Dalam waktu kurang dari satu menit, Nick mendapati dirinya berdiri di depan sebuah pilar besar di lapisan tengah Kota Dalam.
Kolom raksasa itu tampak seperti kolom-kolom lainnya, kecuali kenyataan bahwa bagian dalamnya berongga.
Nick bisa melihat beberapa jendela di tiang itu, dan dia juga bisa melihat beberapa orang berdiri di depan sepasang pintu.
Saat itulah Nick melihat sebuah papan tanda besar.
Markas Besar Garda Kota.
Namun, Nick tidak bisa mengagumi bangunan itu lama-lama karena dia langsung didorong keluar melalui pintu.
Sang Ahli sudah menurunkan Nick, dan sekarang, dia mendorong Nick ke depan.
Sekitar semenit kemudian, Nick memasuki salah satu ruangan, dan dia dengan cepat mengenali tempat dia berada.
Unit Pengamanan.
“Kapten akan segera menemui Anda,” kata Pakar itu sebelum keluar dari Unit Pengamanan.
Sesaat kemudian, Nick mendengar Unit Penahanan menyala.
Dari yang saya dengar, Unit Pengamanan ini tidak murah.
Kemungkinan besar benda itu bahkan bisa berisi Force Specter.
Jelas tidak ada cara bagi Nick untuk melarikan diri.
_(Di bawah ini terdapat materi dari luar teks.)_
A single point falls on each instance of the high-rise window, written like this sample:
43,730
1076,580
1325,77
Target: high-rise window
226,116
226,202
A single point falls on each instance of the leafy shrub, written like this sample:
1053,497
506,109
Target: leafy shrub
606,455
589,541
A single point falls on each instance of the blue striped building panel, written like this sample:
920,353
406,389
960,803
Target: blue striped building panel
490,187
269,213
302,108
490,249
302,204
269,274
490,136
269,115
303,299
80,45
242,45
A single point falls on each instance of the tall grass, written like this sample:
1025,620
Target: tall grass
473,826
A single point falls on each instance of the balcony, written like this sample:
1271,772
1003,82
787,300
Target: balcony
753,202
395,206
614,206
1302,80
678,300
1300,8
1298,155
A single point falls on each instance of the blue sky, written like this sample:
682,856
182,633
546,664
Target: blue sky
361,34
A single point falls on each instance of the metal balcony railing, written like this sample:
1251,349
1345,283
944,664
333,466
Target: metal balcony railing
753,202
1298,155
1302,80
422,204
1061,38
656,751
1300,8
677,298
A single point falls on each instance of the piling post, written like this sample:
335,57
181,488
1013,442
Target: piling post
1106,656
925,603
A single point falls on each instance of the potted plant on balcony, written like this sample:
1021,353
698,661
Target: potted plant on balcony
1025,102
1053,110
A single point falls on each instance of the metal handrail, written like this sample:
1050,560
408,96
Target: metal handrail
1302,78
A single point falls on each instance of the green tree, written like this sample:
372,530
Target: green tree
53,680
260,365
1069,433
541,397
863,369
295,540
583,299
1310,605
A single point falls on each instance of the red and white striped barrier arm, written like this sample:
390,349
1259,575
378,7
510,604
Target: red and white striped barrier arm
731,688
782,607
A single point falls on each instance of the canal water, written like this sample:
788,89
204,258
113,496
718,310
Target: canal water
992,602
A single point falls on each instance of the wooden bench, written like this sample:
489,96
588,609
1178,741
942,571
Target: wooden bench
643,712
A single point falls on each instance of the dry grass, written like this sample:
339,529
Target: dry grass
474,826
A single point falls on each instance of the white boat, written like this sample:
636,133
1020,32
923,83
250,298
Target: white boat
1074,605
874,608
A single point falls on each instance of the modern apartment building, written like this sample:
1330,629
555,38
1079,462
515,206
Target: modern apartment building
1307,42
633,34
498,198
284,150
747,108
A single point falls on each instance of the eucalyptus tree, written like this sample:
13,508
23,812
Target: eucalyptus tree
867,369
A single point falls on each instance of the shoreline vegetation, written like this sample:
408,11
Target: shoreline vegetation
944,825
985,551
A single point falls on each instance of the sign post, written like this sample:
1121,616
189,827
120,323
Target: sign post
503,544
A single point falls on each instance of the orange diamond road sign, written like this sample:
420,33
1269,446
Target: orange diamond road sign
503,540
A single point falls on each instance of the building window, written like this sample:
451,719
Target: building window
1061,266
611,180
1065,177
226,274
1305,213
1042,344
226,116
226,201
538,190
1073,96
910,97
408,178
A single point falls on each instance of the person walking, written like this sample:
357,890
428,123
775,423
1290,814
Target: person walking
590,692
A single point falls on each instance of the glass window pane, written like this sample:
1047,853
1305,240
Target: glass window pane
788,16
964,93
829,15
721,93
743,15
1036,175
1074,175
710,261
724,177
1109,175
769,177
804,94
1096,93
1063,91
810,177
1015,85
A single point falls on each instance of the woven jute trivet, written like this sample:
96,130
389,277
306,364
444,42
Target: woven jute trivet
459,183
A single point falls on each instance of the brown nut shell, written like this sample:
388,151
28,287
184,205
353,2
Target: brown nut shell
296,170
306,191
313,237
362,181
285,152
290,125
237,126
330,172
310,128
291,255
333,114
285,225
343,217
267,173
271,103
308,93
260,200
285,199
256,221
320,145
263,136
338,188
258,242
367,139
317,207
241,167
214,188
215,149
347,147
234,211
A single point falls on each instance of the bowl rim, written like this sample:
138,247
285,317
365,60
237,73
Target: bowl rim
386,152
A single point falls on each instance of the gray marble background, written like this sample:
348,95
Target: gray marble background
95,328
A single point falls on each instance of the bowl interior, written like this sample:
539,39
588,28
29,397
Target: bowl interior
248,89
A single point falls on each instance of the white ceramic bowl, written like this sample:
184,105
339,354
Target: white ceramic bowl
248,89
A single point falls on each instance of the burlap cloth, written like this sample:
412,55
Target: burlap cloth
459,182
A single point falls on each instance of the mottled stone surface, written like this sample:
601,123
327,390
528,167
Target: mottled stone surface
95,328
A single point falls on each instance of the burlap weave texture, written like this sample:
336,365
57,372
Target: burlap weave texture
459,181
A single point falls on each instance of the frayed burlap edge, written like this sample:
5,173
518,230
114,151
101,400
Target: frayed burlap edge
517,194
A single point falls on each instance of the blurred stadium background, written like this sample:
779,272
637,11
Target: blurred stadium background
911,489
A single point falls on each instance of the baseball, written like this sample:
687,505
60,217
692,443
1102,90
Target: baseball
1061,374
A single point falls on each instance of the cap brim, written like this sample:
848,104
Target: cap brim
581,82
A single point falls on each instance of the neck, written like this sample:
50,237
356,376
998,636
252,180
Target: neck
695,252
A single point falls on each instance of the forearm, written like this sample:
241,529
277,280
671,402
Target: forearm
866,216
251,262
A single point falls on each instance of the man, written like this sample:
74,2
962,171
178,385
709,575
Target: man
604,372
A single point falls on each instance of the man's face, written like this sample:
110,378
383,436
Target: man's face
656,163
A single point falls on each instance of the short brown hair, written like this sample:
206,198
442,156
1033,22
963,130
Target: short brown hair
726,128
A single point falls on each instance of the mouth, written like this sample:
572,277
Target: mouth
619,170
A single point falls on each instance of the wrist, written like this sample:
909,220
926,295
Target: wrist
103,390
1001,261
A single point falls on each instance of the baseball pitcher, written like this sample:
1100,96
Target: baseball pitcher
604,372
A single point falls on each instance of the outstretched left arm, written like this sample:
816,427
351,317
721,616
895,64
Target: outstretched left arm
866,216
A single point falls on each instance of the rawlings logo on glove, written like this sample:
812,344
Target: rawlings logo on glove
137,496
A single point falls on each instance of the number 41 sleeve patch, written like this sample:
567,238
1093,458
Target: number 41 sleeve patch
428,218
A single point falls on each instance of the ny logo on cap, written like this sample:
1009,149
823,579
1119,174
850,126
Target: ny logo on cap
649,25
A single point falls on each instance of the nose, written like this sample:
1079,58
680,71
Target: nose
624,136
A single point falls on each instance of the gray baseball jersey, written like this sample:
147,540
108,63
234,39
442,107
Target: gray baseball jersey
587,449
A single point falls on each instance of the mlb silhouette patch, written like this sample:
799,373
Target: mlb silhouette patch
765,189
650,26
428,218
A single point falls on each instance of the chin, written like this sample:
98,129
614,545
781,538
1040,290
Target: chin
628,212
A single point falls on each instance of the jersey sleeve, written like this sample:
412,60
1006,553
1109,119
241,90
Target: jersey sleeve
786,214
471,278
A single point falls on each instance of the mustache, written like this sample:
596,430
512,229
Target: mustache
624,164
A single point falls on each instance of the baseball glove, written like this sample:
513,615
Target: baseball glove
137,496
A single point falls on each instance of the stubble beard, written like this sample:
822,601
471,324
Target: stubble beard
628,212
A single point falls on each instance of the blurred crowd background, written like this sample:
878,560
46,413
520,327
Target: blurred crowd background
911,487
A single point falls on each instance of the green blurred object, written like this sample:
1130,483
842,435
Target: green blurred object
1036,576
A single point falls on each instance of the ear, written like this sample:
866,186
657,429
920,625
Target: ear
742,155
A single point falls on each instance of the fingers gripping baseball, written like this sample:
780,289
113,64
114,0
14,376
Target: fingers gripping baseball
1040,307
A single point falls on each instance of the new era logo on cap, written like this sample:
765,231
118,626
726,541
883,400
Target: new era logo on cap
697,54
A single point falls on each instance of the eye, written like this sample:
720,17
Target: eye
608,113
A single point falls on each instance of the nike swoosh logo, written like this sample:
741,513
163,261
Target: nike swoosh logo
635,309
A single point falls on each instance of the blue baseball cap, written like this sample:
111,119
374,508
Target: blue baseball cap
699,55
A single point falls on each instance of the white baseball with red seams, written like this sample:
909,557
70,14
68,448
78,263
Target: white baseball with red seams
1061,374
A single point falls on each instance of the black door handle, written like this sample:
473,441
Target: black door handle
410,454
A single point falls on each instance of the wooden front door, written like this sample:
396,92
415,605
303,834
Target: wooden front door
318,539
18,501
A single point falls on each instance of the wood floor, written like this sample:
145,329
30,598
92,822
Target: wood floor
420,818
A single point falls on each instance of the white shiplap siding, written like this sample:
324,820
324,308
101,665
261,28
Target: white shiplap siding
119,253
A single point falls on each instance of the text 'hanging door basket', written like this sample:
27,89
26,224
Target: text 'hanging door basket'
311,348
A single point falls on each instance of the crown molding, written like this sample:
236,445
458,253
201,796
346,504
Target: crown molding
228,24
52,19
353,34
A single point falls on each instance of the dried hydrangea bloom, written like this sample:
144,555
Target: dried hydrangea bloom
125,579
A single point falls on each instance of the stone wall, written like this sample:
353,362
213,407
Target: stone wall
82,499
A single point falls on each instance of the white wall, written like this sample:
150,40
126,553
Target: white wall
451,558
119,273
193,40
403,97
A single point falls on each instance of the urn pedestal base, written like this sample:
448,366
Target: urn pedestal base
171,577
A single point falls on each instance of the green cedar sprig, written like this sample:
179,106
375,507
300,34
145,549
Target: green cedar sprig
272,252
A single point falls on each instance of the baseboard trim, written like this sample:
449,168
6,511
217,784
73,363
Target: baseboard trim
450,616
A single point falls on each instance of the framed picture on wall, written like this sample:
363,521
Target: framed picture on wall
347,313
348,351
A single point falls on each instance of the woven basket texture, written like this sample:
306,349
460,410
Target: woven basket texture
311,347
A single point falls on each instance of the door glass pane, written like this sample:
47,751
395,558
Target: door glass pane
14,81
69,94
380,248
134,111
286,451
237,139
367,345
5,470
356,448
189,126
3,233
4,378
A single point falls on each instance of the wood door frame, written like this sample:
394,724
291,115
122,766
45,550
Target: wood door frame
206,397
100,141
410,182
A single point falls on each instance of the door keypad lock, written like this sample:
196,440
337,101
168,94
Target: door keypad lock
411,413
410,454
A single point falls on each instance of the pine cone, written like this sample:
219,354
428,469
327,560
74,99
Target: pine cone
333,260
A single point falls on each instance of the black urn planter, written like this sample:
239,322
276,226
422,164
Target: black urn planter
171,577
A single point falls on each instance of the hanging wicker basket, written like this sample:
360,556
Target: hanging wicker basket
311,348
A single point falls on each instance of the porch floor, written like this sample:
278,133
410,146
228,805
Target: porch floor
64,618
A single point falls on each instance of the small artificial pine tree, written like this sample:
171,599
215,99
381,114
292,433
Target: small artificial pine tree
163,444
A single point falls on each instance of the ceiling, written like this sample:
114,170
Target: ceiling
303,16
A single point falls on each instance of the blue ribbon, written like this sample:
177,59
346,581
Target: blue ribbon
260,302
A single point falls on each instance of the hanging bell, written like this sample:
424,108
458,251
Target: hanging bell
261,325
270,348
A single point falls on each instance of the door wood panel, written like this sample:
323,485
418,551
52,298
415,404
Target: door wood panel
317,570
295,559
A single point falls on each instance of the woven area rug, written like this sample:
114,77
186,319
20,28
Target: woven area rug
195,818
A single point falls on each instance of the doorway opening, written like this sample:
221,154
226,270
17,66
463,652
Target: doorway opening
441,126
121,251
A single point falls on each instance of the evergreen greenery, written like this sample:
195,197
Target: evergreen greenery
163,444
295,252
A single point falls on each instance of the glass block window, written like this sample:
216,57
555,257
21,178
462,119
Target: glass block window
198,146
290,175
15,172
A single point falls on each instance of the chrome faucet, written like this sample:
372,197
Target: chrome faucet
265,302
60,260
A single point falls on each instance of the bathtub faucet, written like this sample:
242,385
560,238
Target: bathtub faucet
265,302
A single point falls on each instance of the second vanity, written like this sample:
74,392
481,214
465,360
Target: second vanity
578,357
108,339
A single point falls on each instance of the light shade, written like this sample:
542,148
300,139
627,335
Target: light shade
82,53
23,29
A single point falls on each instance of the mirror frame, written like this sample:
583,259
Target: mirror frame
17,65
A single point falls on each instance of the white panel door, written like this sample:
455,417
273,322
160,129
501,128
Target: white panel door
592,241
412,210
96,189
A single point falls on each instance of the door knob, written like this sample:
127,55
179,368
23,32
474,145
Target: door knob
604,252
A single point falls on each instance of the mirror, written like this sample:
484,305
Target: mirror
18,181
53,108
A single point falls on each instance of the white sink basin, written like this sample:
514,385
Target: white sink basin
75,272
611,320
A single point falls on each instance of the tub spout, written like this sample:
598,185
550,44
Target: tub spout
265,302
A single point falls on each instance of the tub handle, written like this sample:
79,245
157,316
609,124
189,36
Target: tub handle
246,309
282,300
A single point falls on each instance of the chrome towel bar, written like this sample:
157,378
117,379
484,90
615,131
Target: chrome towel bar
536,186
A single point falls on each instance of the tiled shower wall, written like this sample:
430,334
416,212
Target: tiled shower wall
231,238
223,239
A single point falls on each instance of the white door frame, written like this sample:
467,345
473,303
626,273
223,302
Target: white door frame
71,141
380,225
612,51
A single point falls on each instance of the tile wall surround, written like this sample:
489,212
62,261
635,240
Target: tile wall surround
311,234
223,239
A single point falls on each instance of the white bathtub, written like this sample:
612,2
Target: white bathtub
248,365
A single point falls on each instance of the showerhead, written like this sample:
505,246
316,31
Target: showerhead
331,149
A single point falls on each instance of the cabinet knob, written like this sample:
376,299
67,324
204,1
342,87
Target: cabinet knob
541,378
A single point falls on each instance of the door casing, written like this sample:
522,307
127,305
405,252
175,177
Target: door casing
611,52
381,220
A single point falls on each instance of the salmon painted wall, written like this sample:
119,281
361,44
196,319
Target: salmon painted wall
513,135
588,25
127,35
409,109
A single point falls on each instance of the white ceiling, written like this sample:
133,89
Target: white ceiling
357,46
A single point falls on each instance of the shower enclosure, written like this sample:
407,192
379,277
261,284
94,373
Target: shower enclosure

Nick menarik napas dalam-dalam dan melihat sekeliling.
Seluruh ruangan berwarna putih bersih, dan satu-satunya perabotan adalah sebuah meja dengan empat kursi di tengah ruangan.
Nick perlahan berjalan ke salah satu kursi dan duduk.
Kesunyian.
Hanya keheningan yang mengelilingi Nick.
Pada saat itu, Nick menyadari betapa tegangnya dia sebenarnya.
Rasanya seperti dadanya akhirnya rileks.
Namun, Nick tetap tidak bisa sepenuhnya rileks.
Ada sesuatu yang terpendam di dalam dirinya yang mengatakan kepadanya bahwa dia akan segera mati.
Bayangan anak yang kelaparan itu kembali terlintas di benak Nick.
Ia telah menyatakan bahwa ia akan melahap Nick.
Dikatakan bahwa mereka akan menghancurkan Kota Jamur Merah.
Dan yang terburuk, ramalan itu mengatakan bahwa hal itu akan segera terjadi.
Ini berarti bahwa sebenarnya hal itu tidak pernah ada.
Apakah ia menggunakan semacam cara untuk mewujudkan kekuatannya dalam jarak yang sangat jauh?
Jika memang demikian, seberapa dahsyatkah benda itu?!
Seberapa jauh jaraknya?!
‘Ia bahkan mengenali kekuatanku! Ia mengatakan aku memiliki kekuatan seorang Abadi!’ pikir Nick.
Seberapa dahsyatkah benda ini?!
Apakah Kota Jamur Merah aman?!
Mungkinkah dia bisa melarikan diri?!
Pikiran Nick menjadi kacau.
Dia bahkan tidak menyadari bahwa lebih dari 20 menit telah berlalu.